There's no evidence that pirates made people walk the plank.
Pirates Never Made People Walk the Plank (It's Fiction)
Every pirate movie has the scene: a terrified captive forced at cutlass-point to walk a wooden plank extending over shark-infested waters. It's one of the most iconic images of piracy. There's just one problem—it never actually happened.
The Golden Age of Piracy, spanning roughly 1650 to 1730, has not a single documented case of anyone walking the plank. Not under Blackbeard, not under Captain Kidd, not under any of the era's notorious pirates. The practice appears in zero trial records, zero ship logs, zero firsthand accounts from that period.
So Where Did This Come From?
The myth traces back to 18th and 19th century fiction. Captain Charles Johnson's 1724 book A General History of the Pyrates helped popularize the phrase, though even it lacked concrete examples. Later, adventure novels like Treasure Island (1883) cemented the image in popular culture. Howard Pyle's dramatic illustrations for Harper's Weekly turned the plank into visual shorthand for pirate cruelty.
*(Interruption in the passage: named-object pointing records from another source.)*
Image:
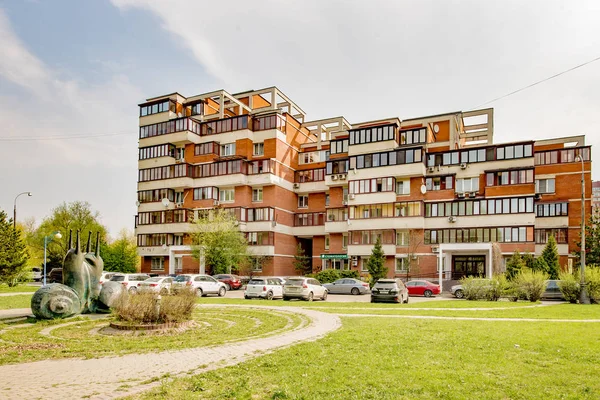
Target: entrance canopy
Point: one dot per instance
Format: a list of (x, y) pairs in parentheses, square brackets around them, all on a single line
[(447, 250)]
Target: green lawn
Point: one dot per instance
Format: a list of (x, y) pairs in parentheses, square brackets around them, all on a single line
[(373, 358), (16, 301), (216, 326), (18, 289)]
By the time Hollywood got its hands on the concept, walking the plank had become pirate gospel—despite being almost entirely made up.
The Handful of Real Cases
There are exactly five documented instances of plank-walking in all of maritime history, and they're all from the 1700s-1800s, long after the Golden Age:
- 1769: Mutineer George Wood confessed at London's Newgate Prison that he and fellow mutineers forced their officers to walk the plank (though historians question the confession's reliability)
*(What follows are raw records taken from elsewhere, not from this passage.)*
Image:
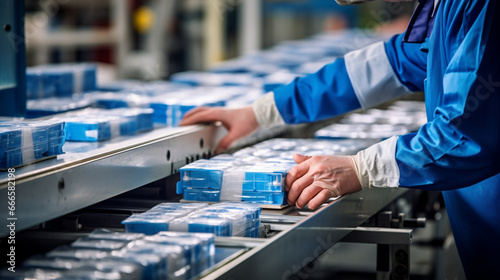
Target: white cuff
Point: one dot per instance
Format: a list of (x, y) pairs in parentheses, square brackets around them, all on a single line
[(266, 112), (377, 166), (372, 76)]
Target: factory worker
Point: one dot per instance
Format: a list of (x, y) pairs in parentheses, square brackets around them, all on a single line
[(451, 51)]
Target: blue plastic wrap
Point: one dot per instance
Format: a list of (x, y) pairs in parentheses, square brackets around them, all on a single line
[(49, 106), (23, 142), (61, 80), (237, 219)]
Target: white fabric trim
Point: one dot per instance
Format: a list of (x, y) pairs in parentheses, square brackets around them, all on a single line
[(266, 112), (372, 76), (377, 166)]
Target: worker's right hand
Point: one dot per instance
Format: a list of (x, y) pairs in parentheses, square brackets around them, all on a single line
[(239, 122)]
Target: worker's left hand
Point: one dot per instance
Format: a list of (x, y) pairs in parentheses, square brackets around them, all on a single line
[(316, 179)]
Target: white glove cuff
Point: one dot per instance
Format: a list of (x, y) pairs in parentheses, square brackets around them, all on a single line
[(376, 166)]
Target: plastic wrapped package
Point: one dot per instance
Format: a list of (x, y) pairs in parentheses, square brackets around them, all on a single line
[(373, 131), (170, 109), (148, 223), (49, 106), (142, 88), (192, 250), (112, 100), (39, 85), (132, 120), (277, 79), (161, 260), (23, 142), (215, 225), (231, 219), (91, 129), (207, 255), (61, 80), (106, 234), (217, 180)]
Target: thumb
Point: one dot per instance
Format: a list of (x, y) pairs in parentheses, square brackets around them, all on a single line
[(225, 142), (298, 158)]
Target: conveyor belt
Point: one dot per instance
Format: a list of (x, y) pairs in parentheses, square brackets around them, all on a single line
[(92, 172)]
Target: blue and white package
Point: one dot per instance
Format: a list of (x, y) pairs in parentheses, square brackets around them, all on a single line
[(49, 106), (152, 88), (106, 234), (171, 259), (24, 142), (207, 255), (61, 80), (225, 180), (112, 100), (360, 130), (91, 129), (131, 120), (227, 220), (277, 79), (100, 244), (158, 218), (192, 250), (148, 223)]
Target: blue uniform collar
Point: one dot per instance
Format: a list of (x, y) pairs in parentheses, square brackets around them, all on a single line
[(422, 21)]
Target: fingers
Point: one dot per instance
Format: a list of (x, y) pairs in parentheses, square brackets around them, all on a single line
[(200, 115), (307, 194), (298, 187), (298, 158), (297, 171), (226, 142), (319, 199)]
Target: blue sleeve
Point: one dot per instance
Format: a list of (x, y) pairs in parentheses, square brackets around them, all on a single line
[(460, 145), (408, 62), (324, 94)]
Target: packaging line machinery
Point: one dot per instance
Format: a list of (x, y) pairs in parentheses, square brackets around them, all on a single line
[(63, 198)]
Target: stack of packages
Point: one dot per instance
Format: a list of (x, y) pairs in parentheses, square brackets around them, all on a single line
[(223, 219), (400, 118), (92, 125), (255, 174), (23, 143), (60, 80), (105, 254), (171, 104)]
- 1822: The captain of the British ship Redpole was forced off a plank by pirates from the Emanuel
- 1829: Pirates captured the Dutch brig Vhan Fredericka and made the crew walk the plank with cannonballs tied to their feet
These rare incidents happened decades or even centuries after piracy's heyday, and were considered shocking anomalies even then.
What Pirates Actually Did
Real pirates had a simple philosophy: don't kill people if you don't have to. If you murder everyone on every ship you raid, word gets around. Soon every merchant crew fights to the death because they know they're doomed anyway. That's terrible for business.
Smart pirates wanted victims who'd surrender quickly and tell other ships to do the same. So most pirate attacks ended with stolen cargo and a crew set adrift in a lifeboat—alive.
When pirates did punish people, they used methods that were efficient and sent a message:
- Hanging: The most common execution, usually done publicly. London had a special spot called Execution Dock just for hanging pirates
- Marooning: Leave someone on a deserted island with minimal supplies—basically a slow death sentence for serious crimes like theft from fellow pirates
- Keelhauling: Drag the victim underwater along the barnacle-covered bottom of the ship, shredding skin and clothes
- Flogging: Simple, brutal, and didn't waste valuable prisoners who could be ransomed
Why the Plank Makes No Sense
Beyond the lack of evidence, walking the plank is just impractical. Why rig up a plank when you can just throw someone overboard? Why give them a theatrical death when a quick cutlass or pistol shot is faster? Why waste wood building an execution device on a ship where space is precious?
The answer: you wouldn't. Real pirates were pragmatic criminals, not theatrical performers. The plank exists because it makes for great drama, not because it's an effective execution method.
The myth persists because it's visually striking, easily dramatized, and fits our romanticized view of pirate life. But history tells a different story—one where pirates were far more interested in profit than pageantry, and where the iconic plank was invented by authors, not actual buccaneers.